Il a bien sûr été harmonisé par Bach (BWV 267 et 653), mais aussi par Pachelbel (partition recopiée par Bach).

Il existe une version rasta devenue un tube planétaire en 78, où ces paroles sans rapport avec le psaume ont été ajoutées:
Let the words of our mouth
and the meditations of our heart
be acceptable in thy sight here tonight
On peut préférer aux versions de Boney M celle de Jimmy Cliff, qui est aussi un interprète de la bande originale du Roi Lion, en compagnie de Lebo M...
Lebo, LeBon, LeBoney...
A propos de Boney et Lebo M, je remarque que Boney était pour les Anglais le sobriquet de Napoléon, le nom Napoleone ayant probablement été contaminé par leone, "lion".

A propos du 8 décembre, cette fête de l'Immaculée Conception est spécialement célébrée à Lyon. La fête est liée à la Nativité de Marie, le 8 septembre, 9 mois plus tard (l'Annonciation du 25 mars précède pareillement Noël).

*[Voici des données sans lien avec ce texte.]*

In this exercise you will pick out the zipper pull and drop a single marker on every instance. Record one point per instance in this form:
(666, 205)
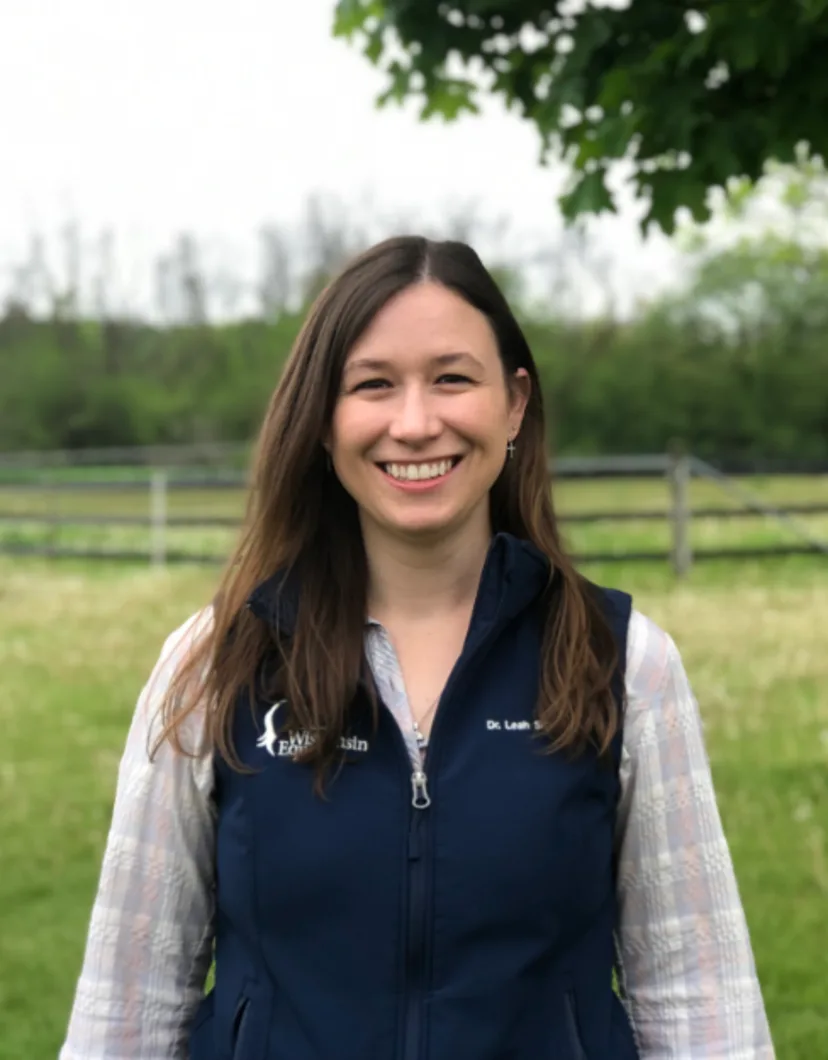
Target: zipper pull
(421, 798)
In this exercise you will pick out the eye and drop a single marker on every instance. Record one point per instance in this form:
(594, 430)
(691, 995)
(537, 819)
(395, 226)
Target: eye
(371, 385)
(453, 378)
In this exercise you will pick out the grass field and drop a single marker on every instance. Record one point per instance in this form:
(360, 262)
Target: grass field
(76, 642)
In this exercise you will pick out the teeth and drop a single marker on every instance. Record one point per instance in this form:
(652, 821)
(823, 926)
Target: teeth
(411, 473)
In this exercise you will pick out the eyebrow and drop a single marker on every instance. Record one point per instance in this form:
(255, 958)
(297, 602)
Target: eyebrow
(442, 360)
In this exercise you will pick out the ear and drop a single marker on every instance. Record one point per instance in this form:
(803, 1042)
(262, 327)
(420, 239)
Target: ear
(520, 389)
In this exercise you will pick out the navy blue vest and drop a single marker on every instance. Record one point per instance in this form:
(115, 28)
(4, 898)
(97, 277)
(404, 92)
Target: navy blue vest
(357, 926)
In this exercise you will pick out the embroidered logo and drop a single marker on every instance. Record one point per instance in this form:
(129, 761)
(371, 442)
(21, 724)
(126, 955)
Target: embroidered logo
(269, 737)
(297, 742)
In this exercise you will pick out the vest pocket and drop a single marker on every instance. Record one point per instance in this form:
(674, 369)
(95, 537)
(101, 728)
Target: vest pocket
(571, 1027)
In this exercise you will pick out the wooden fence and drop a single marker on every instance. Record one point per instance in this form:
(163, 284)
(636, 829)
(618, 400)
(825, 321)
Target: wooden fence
(168, 471)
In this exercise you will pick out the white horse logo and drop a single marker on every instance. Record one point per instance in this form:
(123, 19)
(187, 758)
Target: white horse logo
(268, 738)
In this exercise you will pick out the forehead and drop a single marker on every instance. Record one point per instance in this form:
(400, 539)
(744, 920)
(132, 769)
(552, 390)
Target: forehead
(426, 320)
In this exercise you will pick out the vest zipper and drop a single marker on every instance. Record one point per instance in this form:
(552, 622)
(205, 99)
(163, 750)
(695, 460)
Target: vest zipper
(416, 934)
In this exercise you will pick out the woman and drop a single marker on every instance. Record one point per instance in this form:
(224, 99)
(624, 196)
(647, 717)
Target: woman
(417, 785)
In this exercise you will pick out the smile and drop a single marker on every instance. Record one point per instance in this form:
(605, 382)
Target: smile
(415, 473)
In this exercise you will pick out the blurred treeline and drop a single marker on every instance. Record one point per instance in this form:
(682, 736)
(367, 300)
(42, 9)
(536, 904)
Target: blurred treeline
(736, 364)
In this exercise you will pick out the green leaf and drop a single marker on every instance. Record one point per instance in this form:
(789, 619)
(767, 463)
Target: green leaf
(588, 195)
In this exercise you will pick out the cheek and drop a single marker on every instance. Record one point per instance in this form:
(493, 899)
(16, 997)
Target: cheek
(485, 417)
(348, 428)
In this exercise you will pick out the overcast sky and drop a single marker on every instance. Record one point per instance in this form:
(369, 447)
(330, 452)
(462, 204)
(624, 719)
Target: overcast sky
(153, 118)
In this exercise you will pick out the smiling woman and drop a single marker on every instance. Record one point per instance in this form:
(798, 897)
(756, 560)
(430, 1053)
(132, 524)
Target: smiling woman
(418, 784)
(433, 421)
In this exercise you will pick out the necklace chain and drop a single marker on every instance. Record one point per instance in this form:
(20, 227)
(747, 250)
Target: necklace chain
(421, 738)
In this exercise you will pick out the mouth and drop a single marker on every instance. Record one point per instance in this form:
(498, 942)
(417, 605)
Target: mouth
(420, 473)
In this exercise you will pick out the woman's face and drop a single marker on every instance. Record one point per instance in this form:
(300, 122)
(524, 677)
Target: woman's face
(424, 414)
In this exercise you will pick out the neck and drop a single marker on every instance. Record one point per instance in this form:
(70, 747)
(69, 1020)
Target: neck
(418, 579)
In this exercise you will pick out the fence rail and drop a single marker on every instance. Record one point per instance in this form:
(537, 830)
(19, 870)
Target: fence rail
(677, 470)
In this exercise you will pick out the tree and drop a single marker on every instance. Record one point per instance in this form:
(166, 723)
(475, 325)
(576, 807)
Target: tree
(690, 93)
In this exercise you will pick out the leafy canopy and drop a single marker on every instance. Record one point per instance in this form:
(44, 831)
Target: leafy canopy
(692, 93)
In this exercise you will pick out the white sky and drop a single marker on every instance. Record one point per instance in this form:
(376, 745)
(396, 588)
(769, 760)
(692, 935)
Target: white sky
(164, 116)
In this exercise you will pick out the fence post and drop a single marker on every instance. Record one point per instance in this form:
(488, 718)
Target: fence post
(158, 518)
(680, 509)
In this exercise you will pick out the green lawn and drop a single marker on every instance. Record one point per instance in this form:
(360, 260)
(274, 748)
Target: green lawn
(77, 641)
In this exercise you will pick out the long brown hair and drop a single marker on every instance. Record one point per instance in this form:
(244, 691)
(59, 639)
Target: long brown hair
(301, 519)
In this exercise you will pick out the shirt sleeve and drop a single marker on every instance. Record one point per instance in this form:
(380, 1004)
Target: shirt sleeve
(150, 940)
(685, 965)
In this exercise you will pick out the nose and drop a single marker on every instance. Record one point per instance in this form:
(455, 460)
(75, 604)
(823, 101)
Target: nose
(415, 418)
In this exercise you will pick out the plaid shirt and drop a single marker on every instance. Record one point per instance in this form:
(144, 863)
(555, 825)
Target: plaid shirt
(684, 957)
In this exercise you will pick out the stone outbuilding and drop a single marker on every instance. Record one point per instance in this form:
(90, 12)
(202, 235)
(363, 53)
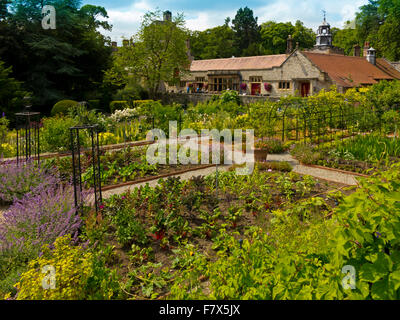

Ce psaume 137 est attribué par la Septante (où il est 136) à Jérémie. Il en va de même dans la Vulgate.
Ce jeu 136-137 m'est l'occasion de relier Paulo (Coelho) à Pauli (Wolfgang), prix Nobel de physique mais aussi proche ami de Jung. Ce sont ses rêves qui ont inspiré Psychologie et Alchimie, et Pauli est le cosignataire du premier livre sur la Synchronicité.
Toujours est-il qu'il existe pour les physiciens une "constante de structure fine", nommée alpha, dont on a pensé un temps que son inverse pourrait être un entier, 136. L'astronome Eddington y a vu une merveilleuse corrélation avec ses théories, jusqu'à ce qu'il s'avère que la valeur soit plus proche de 137. Eddington a alors décrété que ce devait être exactement 137, en accord encore avec ses théories, mais il a été finalement établi que la valeur était légèrement supérieure à 137...
Exit Eddington, mais intrat Pauli, qui voua à son tour un culte à ce nombre, et qui répétait à qui voulait l'entendre que 137 était la valeur numérique du mot Kabbale en hébreu, qabbala signifiant "réception", ce qui n'a pas empêché sa réception du Nobel (ceci selon une source que j'ai oubliée, et cette page au beau fond d'écran ne mentionne pas le côté hébraïque de l'anecdote).
Il semble mieux référencé que Pauli eut pour dernière joie de découvrir que sa dernière chambre, celle de l'hôpital de Zurich où il allait mourir, portait le numéro 137.
J'évoquais dans le dernier billet un autre prix Nobel, Yeats, qui, s'il ne l'a pas obtenu pour Vision, affirmait que c'était son "Livre des livres".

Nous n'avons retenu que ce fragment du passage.